A growing and aging population will boost demand for pharmaceuticals. According to the UN Population Division, the number of people living in Sri Lanka will increase from 18.85mn in 2000 to 22.58mn in 2022 – a rise of nearly 20%. The percentage of the population over 65 years of age will jump from 9.4% in 2000 to 16.0% in 2020, which means that investment in healthcare facilities and treatment will be necessary.
The government’s 2014 budget, outlined in November 2013, allocated as much as LKR2,000mn ($15mn) to tackle non-communicable diseases under a three-year plan focusing on improvements in infrastructure, this is more than double the LKR900mn that was earmarked in the 2011 budget when Mahinda Rajapaksa was sworn in for his second presidential term. The new budget allocated a total of LKR74.1bn ($562.4mn) to both healthcare and education spending, up from LKR46.1bn ($350.3mn) in the 2012 budget, although the authorities did not provide separate figures for the two sectors.
The State Pharmaceuticals Corporation (SPC) is the sole importer of medicinal drugs for the state sector and also imports a significant proportion of drugs for the private sector. Pharmaceuticals are purchased on a system of worldwide tenders, restricted quotations or monopoly quotations. Drugs imported for the state sector are distributed through the government’s Medical Supplies Division whereas those imported for the private sector are sold at SPC retail outlets (Rajya Osusalas), Franchise Osu Salas and other private pharmacies.
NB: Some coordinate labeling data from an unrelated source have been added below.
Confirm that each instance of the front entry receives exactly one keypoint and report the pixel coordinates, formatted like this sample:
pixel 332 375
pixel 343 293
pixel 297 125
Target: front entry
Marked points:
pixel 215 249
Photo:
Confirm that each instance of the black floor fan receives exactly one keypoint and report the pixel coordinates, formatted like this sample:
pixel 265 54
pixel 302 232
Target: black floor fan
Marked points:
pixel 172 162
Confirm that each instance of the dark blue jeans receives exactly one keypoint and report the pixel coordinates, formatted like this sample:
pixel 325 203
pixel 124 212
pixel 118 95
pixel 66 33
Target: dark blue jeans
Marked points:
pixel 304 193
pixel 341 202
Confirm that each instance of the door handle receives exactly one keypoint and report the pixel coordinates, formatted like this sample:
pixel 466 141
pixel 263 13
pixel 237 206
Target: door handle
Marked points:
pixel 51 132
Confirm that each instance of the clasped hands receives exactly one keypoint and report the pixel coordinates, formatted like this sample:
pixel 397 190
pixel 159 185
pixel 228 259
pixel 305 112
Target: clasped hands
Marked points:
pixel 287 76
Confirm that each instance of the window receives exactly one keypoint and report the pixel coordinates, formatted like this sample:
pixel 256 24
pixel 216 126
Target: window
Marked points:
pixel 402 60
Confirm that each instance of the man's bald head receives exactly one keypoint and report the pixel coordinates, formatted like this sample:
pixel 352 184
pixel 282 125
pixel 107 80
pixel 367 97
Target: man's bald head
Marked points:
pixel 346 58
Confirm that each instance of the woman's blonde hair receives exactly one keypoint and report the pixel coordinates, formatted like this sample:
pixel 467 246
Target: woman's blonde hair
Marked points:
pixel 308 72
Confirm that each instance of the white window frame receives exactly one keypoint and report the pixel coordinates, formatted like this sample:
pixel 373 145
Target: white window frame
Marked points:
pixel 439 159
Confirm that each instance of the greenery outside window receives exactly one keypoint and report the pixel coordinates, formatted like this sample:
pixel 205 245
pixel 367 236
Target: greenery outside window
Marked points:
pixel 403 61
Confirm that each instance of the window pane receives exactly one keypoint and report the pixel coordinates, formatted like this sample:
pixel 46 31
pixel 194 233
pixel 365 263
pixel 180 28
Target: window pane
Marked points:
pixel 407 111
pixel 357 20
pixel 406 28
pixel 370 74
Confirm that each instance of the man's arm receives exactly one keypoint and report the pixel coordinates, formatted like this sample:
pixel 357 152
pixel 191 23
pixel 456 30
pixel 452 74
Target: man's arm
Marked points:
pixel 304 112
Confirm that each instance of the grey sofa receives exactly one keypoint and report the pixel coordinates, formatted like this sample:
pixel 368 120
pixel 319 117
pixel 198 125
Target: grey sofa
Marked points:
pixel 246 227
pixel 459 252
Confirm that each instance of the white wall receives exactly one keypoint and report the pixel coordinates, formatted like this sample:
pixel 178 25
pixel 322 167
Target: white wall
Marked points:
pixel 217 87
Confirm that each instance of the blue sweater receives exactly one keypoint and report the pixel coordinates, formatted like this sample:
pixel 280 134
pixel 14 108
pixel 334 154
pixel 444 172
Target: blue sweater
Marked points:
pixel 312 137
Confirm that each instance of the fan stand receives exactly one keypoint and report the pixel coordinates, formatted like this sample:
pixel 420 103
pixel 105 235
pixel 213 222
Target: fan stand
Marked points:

Government (MSD) purchase of hospital supplies through Medical Supplies
The Medical supplies division (MSD) is managed directly by the Line Ministry who is responsible for ensuring timely and smooth distribution of drugs and selected medical supplies. Though the Sri Lankan health system is decentralized, the countrywide requirement of drugs and medical supplies are purchased centrally by the MSD through the State Pharmaceutical Corporation (SPC). Depending on the demand and estimated requirements (provided by all provinces), the quarterly requirement is distributed to 26 Regional Medical Drug Stores (RMDS) located in 26 health districts.
According to the Ministry of Health budget, the funds allocated to purchase medicine/devices for MSD have risen from LKR16.7bn ($127mn) in 2012 to LKR31bn ($237mn) in 2014. MSD would retain ~25% of the allocated budget for emergency purchase in case of shortages. MSD distributes nearly 1000 varieties of essential drugs to government hospitals and dispensaries. Health ministry Budget allocation to purchase drugs was LKR28bn in 2013 for SPC and SPMC.
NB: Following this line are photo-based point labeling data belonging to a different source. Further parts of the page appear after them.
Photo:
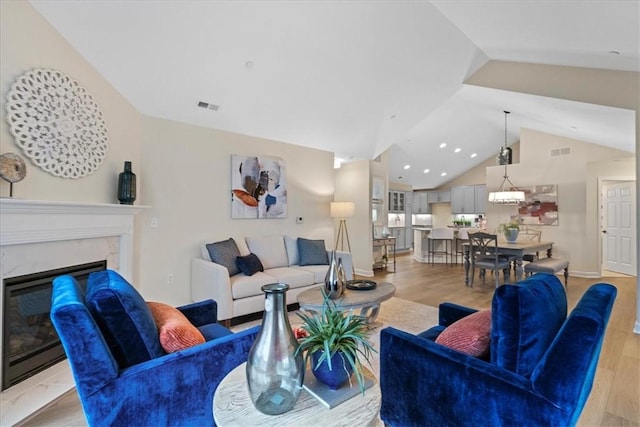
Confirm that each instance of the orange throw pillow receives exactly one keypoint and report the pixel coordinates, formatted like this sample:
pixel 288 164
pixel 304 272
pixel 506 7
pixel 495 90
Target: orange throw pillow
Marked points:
pixel 175 330
pixel 470 335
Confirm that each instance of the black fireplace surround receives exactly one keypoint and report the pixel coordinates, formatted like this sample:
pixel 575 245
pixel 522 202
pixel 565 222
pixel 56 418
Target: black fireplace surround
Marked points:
pixel 30 344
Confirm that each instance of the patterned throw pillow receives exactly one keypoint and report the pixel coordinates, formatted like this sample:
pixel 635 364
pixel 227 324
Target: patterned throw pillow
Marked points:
pixel 176 332
pixel 470 335
pixel 312 252
pixel 249 264
pixel 225 253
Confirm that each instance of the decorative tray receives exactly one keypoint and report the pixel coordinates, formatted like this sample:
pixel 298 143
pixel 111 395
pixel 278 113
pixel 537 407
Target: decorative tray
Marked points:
pixel 361 285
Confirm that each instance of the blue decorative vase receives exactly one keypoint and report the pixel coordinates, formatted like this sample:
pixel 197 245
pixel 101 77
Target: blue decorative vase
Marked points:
pixel 340 371
pixel 127 185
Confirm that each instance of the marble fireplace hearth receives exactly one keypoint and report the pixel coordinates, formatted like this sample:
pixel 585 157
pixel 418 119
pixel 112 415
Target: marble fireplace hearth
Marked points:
pixel 42 235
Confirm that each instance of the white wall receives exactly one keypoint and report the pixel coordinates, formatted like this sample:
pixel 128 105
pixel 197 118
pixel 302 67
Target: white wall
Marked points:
pixel 353 184
pixel 570 174
pixel 27 41
pixel 187 184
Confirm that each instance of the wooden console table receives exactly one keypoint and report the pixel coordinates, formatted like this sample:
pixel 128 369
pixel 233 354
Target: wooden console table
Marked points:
pixel 388 244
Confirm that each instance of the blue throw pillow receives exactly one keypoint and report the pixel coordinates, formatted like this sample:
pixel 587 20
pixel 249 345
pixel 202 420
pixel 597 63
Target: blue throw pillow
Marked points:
pixel 225 253
pixel 123 317
pixel 312 252
pixel 249 264
pixel 526 317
The drug regulatory authority of Sri Lanka is the Cosmetics, Devices, and Drug regulatory authority (CDDA) and there are no state controlled regulatory agencies. CDDA intends to provide a legislative framework to control the use of pharmaceutical drugs with respect to its Registration, Manufacture, importation, Sale (wholesale and retail), Labeling, Transportation, Advertising, Distribution of samples, Testing (through NDQAL) and Disposal of expired /outdated products. Local GMP compliance certificate is required to start manufacturing for the domestic market while WHO cGMP is required for export. For importer/ foreign suppliers – need to submit stability data of the real time; however, in the case of local manufacturers, six months stability data (accelerated) is required. ICH guidelines are well in place. The registered products will have an initial one-year provisional license followed by 5 years validity which can be renewed. All local pharmaceutical manufacturing facilities are inspected at least once in every two years to assess the compliance with GMP. Currently, foreign manufacturers are only required to provide an attestation by the competent authority of that country that a given product has been manufactured on its premises and has used operating practices that conform to GMP.